The yeast Malassezia pachydermatis is found in low numbers in the ear canals of many normal dogs and cats. Because yeasts colonize the surface of the ear canal, they are most easily found adhered to clumps of exfoliated squamous epithelial cells. M pachydermatis is identified readily on microscopic examination and its numbers easily assessed. No more than 2–3 organisms per high-power field should be present on any aggregate of cells from a healthy ear. When unidentified yeasts or hyphal organisms are seen in significant numbers in cytologic smears, the species should be identified through culture. Concurrent bacterial infections, especially with gram-positive cocci, are common.

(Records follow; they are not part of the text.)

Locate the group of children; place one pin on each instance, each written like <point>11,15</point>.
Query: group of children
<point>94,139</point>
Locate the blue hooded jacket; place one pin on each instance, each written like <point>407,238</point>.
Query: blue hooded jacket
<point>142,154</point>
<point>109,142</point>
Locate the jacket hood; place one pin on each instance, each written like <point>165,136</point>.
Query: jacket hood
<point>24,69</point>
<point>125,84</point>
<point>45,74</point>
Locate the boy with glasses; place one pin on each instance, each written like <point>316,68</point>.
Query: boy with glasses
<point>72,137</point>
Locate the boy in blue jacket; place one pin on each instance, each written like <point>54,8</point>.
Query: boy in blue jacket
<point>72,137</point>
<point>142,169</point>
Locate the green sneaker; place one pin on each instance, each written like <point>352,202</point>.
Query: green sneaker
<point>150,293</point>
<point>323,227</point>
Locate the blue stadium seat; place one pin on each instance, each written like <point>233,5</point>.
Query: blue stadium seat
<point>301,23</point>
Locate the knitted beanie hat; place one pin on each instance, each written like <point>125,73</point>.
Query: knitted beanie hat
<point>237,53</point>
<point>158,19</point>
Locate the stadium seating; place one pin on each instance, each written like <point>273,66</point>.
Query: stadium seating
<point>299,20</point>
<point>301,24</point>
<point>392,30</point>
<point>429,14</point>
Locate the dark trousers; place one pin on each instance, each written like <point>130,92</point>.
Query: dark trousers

A dark exudate in the canal usually signals the presence of either Malassezia spp or a parasite but may also be seen with a bacterial or mixed infection. In addition to stained cytology, otic exudate should be examined for eggs, larvae, or adults of the ear mite Otodectes cynotis in dogs and cats, and Psoroptes cuniculi in rabbits and goats. Smears are made by combining cerumen and otic discharge with a small quantity of mineral oil on a glass slide. A coverglass should be used, and the smear examined under low-power magnification. Rarely, refractory ceruminous otitis externa may be associated with localized proliferation of Demodex sp in the external ear canals of dogs and cats and may be the only area on the body affected.
Microbial cultures are taken before otoscopy is completed and before any cleaning is done. Samples for culture should be taken with a sterile culturette from the horizontal canal (the region where most infections arise) or from the middle ear in cases of tympanic rupture. A bacterial culture and antibiotic sensitivity and an antibiotic mean inhibitory concentration (MIC) should be done.
Histopathologic changes associated with chronic otitis externa are often nonspecific. Histopathologic evidence of a hypersensitivity response may support a recommendation for intradermal allergy testing or for a hypoallergenic diet trial. Additionally, biopsies from animals with chronic, obstructive, unilateral otitis externa may reveal whether neoplastic changes are present.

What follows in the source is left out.